In 2005, Wartke and his long-time collaborator Sven Schütze founded the music publishing company Reimkultur Musikverlag, after several labels had declined to represent him.

From 2006 to 2011, Wartke hosted the songwriter festival Songs an einem Sommerabend, broadcast by Bayerischer Rundfunk. He later also hosted Lieder auf Banz, the successor festival held at Banz Abbey.

As a composer and musical director, he worked on a Hamburg production of Dylan Thomas's Under Milk Wood. He also wrote a German libretto for Jacques Offenbach's operetta Orpheus in the Underworld, lyrics for Roger Cicero's song Der Anruf on the album Beziehungsweise, and the song … da wird auch dein Herz sein for the 33rd German Evangelical Church Assembly in Dresden.

In 2023, Wartke reached new audiences on social media with Zungenbrecher 4.0, a rap-like series of German tongue twisters. The piece Der dicke Dachdecker became popular on TikTok and Instagram, and the series had reportedly reached 84 million views by October 2023.

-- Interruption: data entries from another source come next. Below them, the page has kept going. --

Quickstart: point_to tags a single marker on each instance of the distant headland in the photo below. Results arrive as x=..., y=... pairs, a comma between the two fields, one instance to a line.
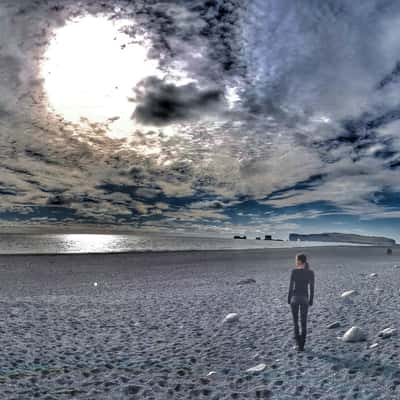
x=343, y=237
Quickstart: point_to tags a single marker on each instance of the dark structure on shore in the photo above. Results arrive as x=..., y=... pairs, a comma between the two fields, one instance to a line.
x=343, y=238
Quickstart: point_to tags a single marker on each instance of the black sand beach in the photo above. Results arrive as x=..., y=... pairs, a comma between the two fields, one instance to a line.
x=152, y=327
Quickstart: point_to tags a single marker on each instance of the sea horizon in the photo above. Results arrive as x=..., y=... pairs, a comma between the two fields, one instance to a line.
x=71, y=243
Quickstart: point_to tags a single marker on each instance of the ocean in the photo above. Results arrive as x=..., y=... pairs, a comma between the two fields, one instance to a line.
x=52, y=243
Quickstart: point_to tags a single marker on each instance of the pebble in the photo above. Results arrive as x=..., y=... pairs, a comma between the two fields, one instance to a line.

In May 2024 and May 2025, Wartke appeared in episodes of the ZDF political satire programme Die Anstalt.

== Awards ==

Wartke has received numerous awards for cabaret, chanson and songwriting, including:

- 1998: St. Ingberter Pfanne, first prize and audience award
- 2000: Bielefelder Kabarettpreis, first prize
- 2001: Das Schwarze Schaf, first prize
- 2001: Bundeswettbewerb Gesang, first prize in the chanson category
- 2004: Deutscher Kleinkunstpreis, chanson/music/song category
- 2023: Deutscher Sprachpreis of the Henning-Kaufmann-Stiftung
- 2024: Bayerischer Kabarettpreis, music award
- 2025: Fred Jay Preis
- 2026: Salzburger Stier

== Selected works ==

=== Stage programmes ===

- Ich denke also sing ich
- Achillesverse
- Noah war ein Archetyp
- König Ödipus
- Klaviersdelikte
- Swingende Notwendigkeit
- Was, wenn doch?
- Antigone
- Wandelmut
- Jetzt oder Sinfonie!
- In guter Begleitung
- Wunderpunkt

=== Books ===

- Ich denke also sing ich – Notenbuch. Reimkultur, 2005.
- Achillesverse – Notenbuch. Reimkultur, 2006.
- Noah war ein Archetyp – Notenbuch. Reimkultur, 2008.
- Bodo Wartke, Sven Schütze, Carmen Kalisch: König Ödipus – Stücktext. Reimkultur, 2009. ISBN 978-3-941439-05-4.
- Klaviersdelikte – Notenbuch. Reimkultur, 2012.
- Einfach machen – Klavierfibel. Reimkultur, 2015.
- Was, wenn doch? – Notenbuch. Reimkultur, 2016.
- Bodo Wartke, Sven Schütze, Carmen Kalisch: Antigone – Taschenbuch. Nach dem antiken Drama von Sophokles. Reimkultur, 2018. ISBN 978-3-941439-20-7.
- Bodo Wartke, Sven Schütze, Carmen Kalisch: Antigone – Textheft. Nach dem antiken Drama von Sophokles. Reimkultur, 2018. ISBN 978-3-941439-36-8.
- Wandelmut – Notenbuch. Reimkultur, 2020.
- Wunderpunkt – Notenbuch. Reimkultur, 2025.
- Bodo Wartke: In Barbaras Rhabarberbar wird niemals der Rhabarber rar – Zungenbrechergeschichten. Illustrated by Alexandra Junge. Carlsen, 2025. ISBN 978-3-551-55962-3.